There’s seemingly no editing, certainly no consideration that a story’s best not told in the one-liners so often referenced in smugly self-aware dialogue, or any thought that preaching isn’t the best way to engage with an audience. Almost everything about the first four chapters of The Life and Times of America Chavez is relentlessly shallow, and that’s such a wasted opportunity with an indestructible, orphaned gay teenager who can skip through time and dimensions. Instead her story is one of frequently random encounters in three page segments. The best moments are when Rivera stops trying to be smart and allows some genuine emotion through, such as a confidence boosting session with Storm. The motivation for other characters comes across as contrived, Saturday morning cartoon shorthand.
Artistically, there are no problems.
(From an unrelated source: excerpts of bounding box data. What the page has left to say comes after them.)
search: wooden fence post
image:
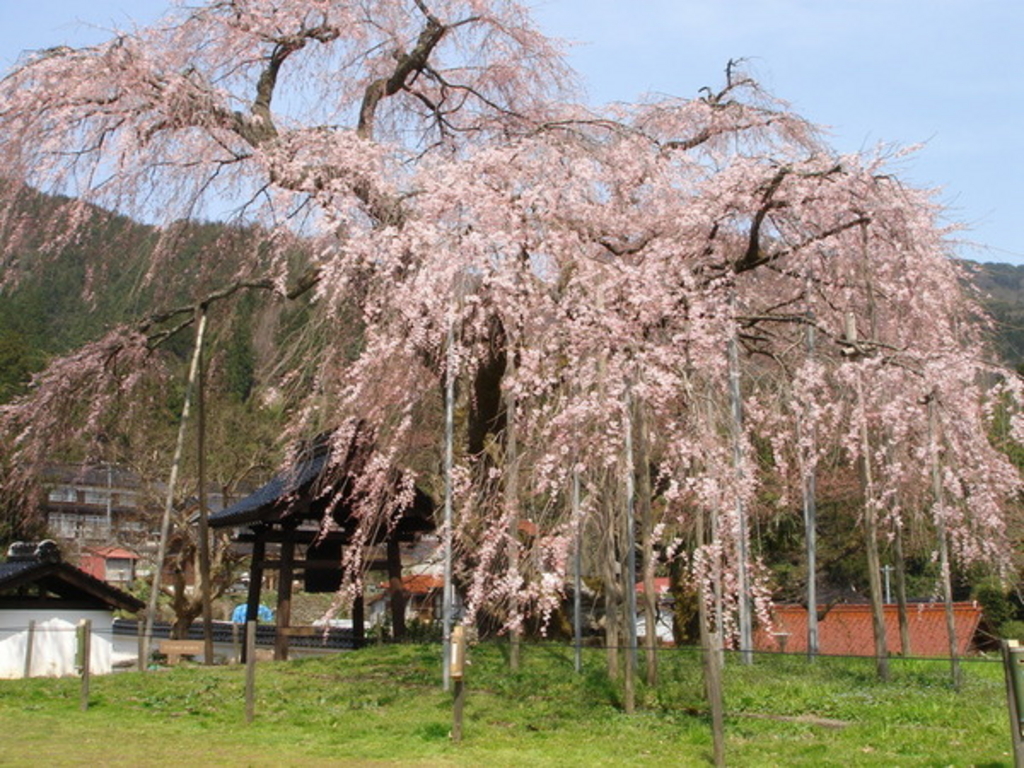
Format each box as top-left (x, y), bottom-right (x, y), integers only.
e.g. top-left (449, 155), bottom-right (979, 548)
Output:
top-left (450, 625), bottom-right (466, 743)
top-left (135, 622), bottom-right (148, 672)
top-left (246, 622), bottom-right (256, 723)
top-left (25, 618), bottom-right (36, 677)
top-left (1001, 640), bottom-right (1024, 768)
top-left (77, 618), bottom-right (92, 712)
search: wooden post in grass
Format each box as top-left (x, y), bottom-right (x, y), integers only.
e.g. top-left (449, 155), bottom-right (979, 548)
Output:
top-left (449, 625), bottom-right (466, 743)
top-left (1002, 640), bottom-right (1024, 768)
top-left (135, 621), bottom-right (148, 672)
top-left (246, 622), bottom-right (256, 723)
top-left (77, 618), bottom-right (92, 712)
top-left (25, 618), bottom-right (36, 678)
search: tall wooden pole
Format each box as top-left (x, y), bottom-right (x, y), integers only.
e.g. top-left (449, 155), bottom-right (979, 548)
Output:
top-left (696, 510), bottom-right (725, 766)
top-left (846, 313), bottom-right (889, 680)
top-left (441, 321), bottom-right (455, 690)
top-left (141, 312), bottom-right (206, 669)
top-left (505, 354), bottom-right (522, 672)
top-left (196, 306), bottom-right (213, 665)
top-left (636, 402), bottom-right (658, 687)
top-left (623, 387), bottom-right (634, 713)
top-left (928, 392), bottom-right (962, 690)
top-left (803, 311), bottom-right (818, 660)
top-left (572, 467), bottom-right (583, 674)
top-left (729, 309), bottom-right (754, 664)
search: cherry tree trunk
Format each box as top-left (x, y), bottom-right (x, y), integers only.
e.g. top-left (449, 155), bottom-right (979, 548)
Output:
top-left (636, 403), bottom-right (657, 686)
top-left (505, 350), bottom-right (522, 672)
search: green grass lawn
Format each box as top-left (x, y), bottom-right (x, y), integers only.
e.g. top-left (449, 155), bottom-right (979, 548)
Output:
top-left (0, 643), bottom-right (1013, 766)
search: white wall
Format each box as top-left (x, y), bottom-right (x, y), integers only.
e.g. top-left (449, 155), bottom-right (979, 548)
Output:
top-left (0, 608), bottom-right (113, 679)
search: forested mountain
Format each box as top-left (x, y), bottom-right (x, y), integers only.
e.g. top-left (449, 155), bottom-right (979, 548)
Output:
top-left (0, 188), bottom-right (1024, 403)
top-left (970, 263), bottom-right (1024, 371)
top-left (0, 189), bottom-right (1024, 622)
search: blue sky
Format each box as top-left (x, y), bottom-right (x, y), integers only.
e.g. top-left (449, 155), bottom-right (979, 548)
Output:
top-left (0, 0), bottom-right (1024, 264)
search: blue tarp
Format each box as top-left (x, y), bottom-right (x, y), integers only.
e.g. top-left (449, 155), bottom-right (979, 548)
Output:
top-left (231, 603), bottom-right (273, 624)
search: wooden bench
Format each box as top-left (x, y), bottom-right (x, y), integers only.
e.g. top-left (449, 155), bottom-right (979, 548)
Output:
top-left (160, 640), bottom-right (205, 664)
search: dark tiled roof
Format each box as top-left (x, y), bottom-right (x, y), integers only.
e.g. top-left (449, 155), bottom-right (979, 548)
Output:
top-left (210, 452), bottom-right (328, 527)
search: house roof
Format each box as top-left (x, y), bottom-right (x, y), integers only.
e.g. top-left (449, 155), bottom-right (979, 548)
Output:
top-left (86, 547), bottom-right (139, 560)
top-left (755, 603), bottom-right (981, 656)
top-left (0, 542), bottom-right (145, 612)
top-left (393, 573), bottom-right (444, 595)
top-left (636, 577), bottom-right (672, 595)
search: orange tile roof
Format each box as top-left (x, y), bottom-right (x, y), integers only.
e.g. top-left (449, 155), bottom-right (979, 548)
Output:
top-left (381, 573), bottom-right (444, 595)
top-left (754, 603), bottom-right (981, 656)
top-left (636, 577), bottom-right (672, 595)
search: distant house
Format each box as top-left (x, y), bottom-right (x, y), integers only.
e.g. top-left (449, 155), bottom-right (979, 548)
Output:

Quinones (sample art left), Ming Doyle and Stacey Lee are all very good, providing appealing people, and toward the end Ramon Villalobos (sample art right) works in a slightly more stylised fashion, but his pages are also nice. He’s working on what proves to be the collection’s highlight. Over two final chapters, collaborating with Kelly Thompson as Hawkeye guest stars, Rivera finally manages to suppress the one-liners to an extent and focus on a narrative, even commenting in-story on the random nature of what came before. A healthy does of whimsical eccentricity continues, but sense can be made of it, and the final two chapters tie everything up. Questions remain as to why certain people would behave in a certain way if not for the convenience of the plot, but at least these chapters offer a sense of hope for better times in Fast and Fuertona.